Kâr ve ücretlerin nasıl ilişkili olduğunu açıklayın
Ücretlerdeki durgunluk, kârlardaki artışın diğer yüzüdür. Şirket marjları düşerse, ücretlerin daha yüksek fiyatlara dönüşmesi gerekmez. Ve marjlar alışılmadık derecede yüksek, bu yüzden düşmelerini talep etmeliyiz.
AB, geçen yıl fosil yakıt şirketlerine beklenmedik bir vergi uyguladı. Başarısını nasıl değerlendiriyorsunuz?
Sadece yetersiz kaldı. Beklenmedik vergi çok fazla muafiyete sahipti. Beklenmedik karlar elde eden tüccarlardan bazıları muaf tutuldu. Bazı insanlar düşük fiyattan gaz sözleşmeleri aldılar, sonra yüksek fiyattan sattılar ve büyük kar elde ettiler.
Biraz risk aldılar ve bence bir ödül almalılar. Ancak kimse savaşın ne olduğunu tahmin edemedi. Bu beklenmedik kârların yüzde 70’ini vergi eklerseniz, yine de iyi durumda olurlar.

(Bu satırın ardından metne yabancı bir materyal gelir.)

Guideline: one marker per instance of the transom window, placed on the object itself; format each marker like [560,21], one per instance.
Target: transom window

Sıradan insanlar daha yüksek bir yaşam maliyetiyle karşı karşıya kalıyor veya çok sayıda yıl çalışmak zorunda kalıyor. Yine, bu toplum sözleşmesinin ihlaline bir örnek çünkü Fransa’yı ele alalım. Emeklilik yaşı reformu özellikle genç yaşta işgücüne giren mavi yakalıları etkilerken, zenginler daha geç işgücüne giriyor ve eskisi kadar etkilenmiyor.
Ve bu sosyal kesintiler olurken, şirket karları da giderek büyüyor. Birçoğu bu düzenlemeyi kabul edilemez buluyor gibi görünüyor. Bence de haklı.
Stiglitz, geleceğe uygun ekonomi politikasını tartışacak Çarşamba günü (17 Mayıs) 09:30.